Ainsi tout s’éclaire-t-il, et ainsi cette lettre devient-elle sans objet cependant même que je l’écris : tu n’as pas tenté d’interdire que la CNE se tienne à Nanterre ; tu ne t’es pas réjoui ensuite par quelque opportunisme après coup ; tu n’as pas appelé la police ; tu n’as rien fait de tout ceci, et surtout tu ne l’as pas fait, comme le pourraient croire des esprits mal tournés, regardant la réalité de travers, parce que tu redoutes que la protestation s’étende ; tu n’as, chaque fois, rien fait d’autre qu’agir après avoir regardé la réalité en face, droit dans les yeux, pour y voir, dans le livre même de la vérité, ce qu’il fallait faire, ou plutôt : ce qu’on ne pouvait pas ne pas faire.
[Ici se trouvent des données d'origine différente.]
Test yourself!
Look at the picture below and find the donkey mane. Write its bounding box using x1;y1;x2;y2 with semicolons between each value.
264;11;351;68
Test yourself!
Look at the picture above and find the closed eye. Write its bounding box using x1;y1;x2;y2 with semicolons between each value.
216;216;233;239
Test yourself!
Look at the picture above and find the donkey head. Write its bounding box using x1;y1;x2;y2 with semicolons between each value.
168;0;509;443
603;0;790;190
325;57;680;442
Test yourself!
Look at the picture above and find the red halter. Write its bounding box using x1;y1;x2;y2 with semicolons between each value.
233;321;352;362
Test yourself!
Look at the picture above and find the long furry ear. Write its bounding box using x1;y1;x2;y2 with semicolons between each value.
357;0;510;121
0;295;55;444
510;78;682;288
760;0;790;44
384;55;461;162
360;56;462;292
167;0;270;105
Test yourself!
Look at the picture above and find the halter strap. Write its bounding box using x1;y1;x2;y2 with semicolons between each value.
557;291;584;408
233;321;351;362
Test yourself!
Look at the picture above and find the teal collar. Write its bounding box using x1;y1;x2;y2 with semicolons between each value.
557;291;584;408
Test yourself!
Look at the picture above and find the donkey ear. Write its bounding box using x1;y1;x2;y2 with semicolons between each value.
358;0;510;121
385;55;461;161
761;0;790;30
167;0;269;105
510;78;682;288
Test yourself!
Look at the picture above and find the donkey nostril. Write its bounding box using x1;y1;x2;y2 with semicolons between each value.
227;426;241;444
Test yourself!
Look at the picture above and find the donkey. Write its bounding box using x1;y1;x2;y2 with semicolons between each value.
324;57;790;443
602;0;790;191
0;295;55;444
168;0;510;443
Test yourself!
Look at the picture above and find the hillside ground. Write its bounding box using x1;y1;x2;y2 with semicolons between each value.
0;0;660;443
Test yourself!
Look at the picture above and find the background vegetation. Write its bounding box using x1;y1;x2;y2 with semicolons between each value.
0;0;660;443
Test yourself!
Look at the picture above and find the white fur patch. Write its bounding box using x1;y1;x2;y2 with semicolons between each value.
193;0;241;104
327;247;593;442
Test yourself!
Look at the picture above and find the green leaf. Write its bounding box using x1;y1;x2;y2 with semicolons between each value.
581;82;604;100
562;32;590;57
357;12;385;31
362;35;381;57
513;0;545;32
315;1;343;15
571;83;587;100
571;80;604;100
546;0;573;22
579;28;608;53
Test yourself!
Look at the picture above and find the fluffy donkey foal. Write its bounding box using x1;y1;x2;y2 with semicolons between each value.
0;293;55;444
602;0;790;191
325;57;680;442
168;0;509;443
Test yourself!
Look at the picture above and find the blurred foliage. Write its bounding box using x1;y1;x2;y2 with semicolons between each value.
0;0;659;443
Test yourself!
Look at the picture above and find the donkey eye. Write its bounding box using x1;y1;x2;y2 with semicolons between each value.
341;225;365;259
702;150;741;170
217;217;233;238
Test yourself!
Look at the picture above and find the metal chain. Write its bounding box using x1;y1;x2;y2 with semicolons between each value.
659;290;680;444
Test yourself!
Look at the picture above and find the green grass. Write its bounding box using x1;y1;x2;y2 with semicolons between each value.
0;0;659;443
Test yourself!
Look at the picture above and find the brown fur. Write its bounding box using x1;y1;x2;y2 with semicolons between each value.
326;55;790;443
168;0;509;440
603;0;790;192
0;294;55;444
Monsieur le président, permets-moi de te dire, et je suis sûr de me faire ici l’interprète du plus grand nombre, combien il est revigorant, rassurant et réconfortant de se savoir dirigé et représenté en haut lieu par quelqu’un qui voit la réalité en face, surtout pour celles et ceux d’entre nous qui, dans leur ignorance, seraient enclins à croire qu’on peut, concernant par exemple ParcourSup (et même les manières de s’y opposer, si on estime devoir le faire), avoir des opinions différentes de la tienne. Qu’ils sachent désormais (aussi ce message leur est-il, pour leur saine édification, également adressé) qu’en regardant en face la réalité – dont les CRS, leurs boucliers, leurs matraques et leurs lacrymogènes ne sont que d’accidentels avatars parmi tant d’autres – tout s’éclaire et s’apaise.